In the Ruins, Fern was already standing. The HUD showed her pulse, her mythprint, the precise trajectory of her collapse. I locked on.

The re-entry hurt. A lot. I broke the upper atmosphere at Mach… something, the HUD refused to calculate it, and the pressure nearly vaporized me. I let it. There was no dignity in containment. I left a streak across the sky so bright they could see it from the moon, and I hit the ground running, shoes still in place, heels still sharp.

The Ruins welcomed me like an old friend.

It was worse than the holos. Every tree, every rock, every patch of dead grass was a memory trap, designed to eat the minds of anyone stupid enough to walk through. I’d trained for it, but training is nothing compared to the real thing.
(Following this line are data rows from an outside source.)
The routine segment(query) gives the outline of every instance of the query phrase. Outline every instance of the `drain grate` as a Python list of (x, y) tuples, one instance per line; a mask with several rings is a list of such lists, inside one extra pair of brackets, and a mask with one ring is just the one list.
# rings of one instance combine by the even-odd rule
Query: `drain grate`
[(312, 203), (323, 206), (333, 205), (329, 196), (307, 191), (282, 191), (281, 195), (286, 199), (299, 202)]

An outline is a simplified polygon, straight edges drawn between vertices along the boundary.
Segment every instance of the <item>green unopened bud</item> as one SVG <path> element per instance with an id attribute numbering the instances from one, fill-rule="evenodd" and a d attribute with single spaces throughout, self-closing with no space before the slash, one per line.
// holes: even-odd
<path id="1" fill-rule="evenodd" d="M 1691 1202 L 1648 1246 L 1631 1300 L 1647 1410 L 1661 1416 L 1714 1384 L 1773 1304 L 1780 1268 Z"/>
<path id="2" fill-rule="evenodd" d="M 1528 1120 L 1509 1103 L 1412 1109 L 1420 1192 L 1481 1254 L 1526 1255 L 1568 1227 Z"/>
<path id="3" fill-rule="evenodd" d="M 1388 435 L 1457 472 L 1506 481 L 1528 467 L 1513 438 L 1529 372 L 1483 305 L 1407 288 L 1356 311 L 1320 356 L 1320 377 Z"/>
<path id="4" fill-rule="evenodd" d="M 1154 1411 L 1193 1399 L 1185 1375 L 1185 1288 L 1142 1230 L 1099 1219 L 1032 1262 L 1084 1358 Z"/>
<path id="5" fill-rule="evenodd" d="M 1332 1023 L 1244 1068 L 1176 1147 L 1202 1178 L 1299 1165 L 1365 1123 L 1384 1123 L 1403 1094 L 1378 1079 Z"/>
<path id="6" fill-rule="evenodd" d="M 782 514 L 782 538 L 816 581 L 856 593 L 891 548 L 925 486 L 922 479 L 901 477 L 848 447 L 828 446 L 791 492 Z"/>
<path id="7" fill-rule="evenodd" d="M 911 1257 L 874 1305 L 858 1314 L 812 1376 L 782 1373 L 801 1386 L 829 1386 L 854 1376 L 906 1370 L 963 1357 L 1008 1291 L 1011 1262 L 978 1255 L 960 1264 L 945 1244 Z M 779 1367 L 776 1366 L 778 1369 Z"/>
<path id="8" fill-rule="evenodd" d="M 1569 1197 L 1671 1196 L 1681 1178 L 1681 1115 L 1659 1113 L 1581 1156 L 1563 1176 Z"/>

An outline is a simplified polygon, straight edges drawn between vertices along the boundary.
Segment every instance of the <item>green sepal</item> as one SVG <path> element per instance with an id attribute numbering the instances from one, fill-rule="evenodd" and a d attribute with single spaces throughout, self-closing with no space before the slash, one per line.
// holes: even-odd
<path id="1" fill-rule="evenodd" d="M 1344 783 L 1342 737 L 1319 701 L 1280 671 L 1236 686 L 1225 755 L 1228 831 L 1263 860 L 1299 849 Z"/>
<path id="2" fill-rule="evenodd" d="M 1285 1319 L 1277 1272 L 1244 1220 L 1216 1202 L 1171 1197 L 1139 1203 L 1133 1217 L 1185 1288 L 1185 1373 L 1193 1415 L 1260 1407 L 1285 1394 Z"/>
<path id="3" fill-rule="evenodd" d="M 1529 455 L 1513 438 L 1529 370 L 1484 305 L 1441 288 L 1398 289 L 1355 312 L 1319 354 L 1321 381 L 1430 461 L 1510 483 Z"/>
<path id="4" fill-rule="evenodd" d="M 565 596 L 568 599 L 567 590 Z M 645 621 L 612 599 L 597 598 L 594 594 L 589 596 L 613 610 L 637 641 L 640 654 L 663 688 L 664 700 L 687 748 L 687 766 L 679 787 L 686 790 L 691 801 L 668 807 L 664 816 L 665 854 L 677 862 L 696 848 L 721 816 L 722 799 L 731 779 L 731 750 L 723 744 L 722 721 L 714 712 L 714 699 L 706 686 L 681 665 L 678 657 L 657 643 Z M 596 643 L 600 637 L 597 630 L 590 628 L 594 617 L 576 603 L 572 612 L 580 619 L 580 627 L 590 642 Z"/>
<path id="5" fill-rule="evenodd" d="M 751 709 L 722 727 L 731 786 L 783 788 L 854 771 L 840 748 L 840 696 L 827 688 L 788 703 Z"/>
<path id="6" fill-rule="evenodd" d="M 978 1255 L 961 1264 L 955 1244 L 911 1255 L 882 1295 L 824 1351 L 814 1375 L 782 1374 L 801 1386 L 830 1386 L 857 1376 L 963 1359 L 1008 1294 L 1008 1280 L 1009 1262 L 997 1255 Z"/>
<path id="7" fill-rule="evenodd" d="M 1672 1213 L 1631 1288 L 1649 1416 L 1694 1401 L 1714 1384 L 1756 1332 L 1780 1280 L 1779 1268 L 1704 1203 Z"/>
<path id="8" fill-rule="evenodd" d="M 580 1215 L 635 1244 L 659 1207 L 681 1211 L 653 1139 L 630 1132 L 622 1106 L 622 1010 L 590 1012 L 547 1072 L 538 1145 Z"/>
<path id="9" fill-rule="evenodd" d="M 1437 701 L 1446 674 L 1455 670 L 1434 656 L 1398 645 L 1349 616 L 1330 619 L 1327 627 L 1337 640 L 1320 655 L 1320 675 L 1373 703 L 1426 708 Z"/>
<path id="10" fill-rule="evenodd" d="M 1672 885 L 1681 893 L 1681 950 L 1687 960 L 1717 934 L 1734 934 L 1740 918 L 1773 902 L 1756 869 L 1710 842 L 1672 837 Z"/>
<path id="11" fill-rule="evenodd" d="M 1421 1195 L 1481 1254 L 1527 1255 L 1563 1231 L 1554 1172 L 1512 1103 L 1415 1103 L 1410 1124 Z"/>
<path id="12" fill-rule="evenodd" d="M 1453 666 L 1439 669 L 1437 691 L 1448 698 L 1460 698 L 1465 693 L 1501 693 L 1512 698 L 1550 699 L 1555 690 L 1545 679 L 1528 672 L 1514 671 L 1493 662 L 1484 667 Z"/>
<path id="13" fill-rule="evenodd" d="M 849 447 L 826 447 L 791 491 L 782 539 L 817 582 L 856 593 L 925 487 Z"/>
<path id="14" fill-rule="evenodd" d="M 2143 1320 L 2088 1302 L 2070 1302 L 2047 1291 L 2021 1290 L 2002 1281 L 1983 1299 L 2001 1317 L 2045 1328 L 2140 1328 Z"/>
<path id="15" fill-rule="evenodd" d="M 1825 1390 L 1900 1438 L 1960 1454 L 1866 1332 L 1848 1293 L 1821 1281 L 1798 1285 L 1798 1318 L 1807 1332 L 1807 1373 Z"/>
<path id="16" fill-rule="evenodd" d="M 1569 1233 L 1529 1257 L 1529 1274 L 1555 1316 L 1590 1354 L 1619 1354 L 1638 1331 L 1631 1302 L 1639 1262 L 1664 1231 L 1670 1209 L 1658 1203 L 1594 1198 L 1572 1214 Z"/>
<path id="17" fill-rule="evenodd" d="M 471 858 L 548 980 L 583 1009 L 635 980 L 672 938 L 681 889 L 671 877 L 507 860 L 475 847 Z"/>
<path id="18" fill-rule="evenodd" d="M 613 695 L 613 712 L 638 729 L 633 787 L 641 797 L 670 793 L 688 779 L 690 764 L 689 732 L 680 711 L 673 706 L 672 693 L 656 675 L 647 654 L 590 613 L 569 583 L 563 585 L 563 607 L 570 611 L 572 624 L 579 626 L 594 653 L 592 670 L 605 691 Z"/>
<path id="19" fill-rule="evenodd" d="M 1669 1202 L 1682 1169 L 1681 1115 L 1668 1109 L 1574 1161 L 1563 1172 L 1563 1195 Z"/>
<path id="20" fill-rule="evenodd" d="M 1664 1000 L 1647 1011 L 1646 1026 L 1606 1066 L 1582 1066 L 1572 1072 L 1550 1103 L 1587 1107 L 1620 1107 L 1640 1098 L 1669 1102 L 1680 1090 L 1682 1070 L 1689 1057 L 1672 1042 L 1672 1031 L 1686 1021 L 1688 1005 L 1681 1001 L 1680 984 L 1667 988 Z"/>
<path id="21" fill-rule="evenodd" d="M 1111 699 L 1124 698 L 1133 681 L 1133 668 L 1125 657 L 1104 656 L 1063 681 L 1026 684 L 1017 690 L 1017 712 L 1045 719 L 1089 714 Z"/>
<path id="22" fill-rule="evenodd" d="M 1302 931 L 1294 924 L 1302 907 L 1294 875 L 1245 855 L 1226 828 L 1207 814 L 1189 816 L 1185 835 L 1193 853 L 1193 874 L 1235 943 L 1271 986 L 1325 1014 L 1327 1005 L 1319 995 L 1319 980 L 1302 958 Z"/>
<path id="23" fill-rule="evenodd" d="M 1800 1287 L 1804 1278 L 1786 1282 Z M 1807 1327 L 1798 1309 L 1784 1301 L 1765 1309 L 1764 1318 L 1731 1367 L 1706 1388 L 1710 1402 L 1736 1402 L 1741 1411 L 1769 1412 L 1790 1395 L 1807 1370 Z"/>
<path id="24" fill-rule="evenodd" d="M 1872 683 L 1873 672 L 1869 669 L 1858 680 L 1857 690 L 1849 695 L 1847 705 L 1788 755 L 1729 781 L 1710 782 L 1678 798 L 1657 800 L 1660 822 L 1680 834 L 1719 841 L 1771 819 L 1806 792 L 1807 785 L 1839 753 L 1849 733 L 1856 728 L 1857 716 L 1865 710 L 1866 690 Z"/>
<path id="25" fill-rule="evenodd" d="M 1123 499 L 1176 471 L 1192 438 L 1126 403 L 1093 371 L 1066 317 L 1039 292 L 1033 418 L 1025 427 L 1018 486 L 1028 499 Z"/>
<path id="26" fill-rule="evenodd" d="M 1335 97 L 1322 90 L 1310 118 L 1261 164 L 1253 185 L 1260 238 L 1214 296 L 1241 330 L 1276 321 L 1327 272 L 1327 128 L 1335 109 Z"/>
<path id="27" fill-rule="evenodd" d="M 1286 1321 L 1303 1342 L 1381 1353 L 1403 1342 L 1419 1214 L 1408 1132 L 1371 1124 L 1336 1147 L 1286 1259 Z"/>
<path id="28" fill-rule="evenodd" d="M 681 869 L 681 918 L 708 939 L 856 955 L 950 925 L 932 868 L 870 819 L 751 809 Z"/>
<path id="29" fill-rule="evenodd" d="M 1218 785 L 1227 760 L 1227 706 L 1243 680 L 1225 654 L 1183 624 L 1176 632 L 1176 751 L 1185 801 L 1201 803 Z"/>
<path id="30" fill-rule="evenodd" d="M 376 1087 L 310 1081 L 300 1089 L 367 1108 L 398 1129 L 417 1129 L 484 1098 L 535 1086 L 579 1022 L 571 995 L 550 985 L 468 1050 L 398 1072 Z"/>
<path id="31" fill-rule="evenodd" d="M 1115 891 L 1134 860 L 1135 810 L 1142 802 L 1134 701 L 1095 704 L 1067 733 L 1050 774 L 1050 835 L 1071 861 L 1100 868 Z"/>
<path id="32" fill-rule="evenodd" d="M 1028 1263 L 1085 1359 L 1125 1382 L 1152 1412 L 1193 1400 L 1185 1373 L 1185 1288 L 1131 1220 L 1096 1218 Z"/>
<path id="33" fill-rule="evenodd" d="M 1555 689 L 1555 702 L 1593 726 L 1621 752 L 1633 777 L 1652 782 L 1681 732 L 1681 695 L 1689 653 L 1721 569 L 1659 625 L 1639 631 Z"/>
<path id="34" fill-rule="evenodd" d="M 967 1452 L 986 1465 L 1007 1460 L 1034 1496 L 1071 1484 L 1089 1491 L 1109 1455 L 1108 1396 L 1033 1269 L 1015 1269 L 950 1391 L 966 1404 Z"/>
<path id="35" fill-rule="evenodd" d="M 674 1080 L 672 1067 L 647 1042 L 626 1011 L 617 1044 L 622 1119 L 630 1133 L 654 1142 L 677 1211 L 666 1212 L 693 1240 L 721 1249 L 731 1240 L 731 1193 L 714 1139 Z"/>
The first hit was my father’s face—cold, unimpressed, reciting my life’s failures like he was checking inventory.

“Not enough,” I said, pushing past.

The next was a thousand nights alone, staring at the ceiling, wondering if I’d ever be enough for Fern, if I’d ever be more than the backup plan, the second draft. I let it burn through, not slowing down.

The world tried to hold me back, but the Faith Pulse was a beacon, and I wasn’t built to lose to nostalgia.

I broke the treeline.

Fern was there, exactly as I’d hoped: standing, shoulders squared, mouth set in that perfect, stubborn line. Her mythprint was a corona now, so bright it hurt to look. She hadn’t seen me yet.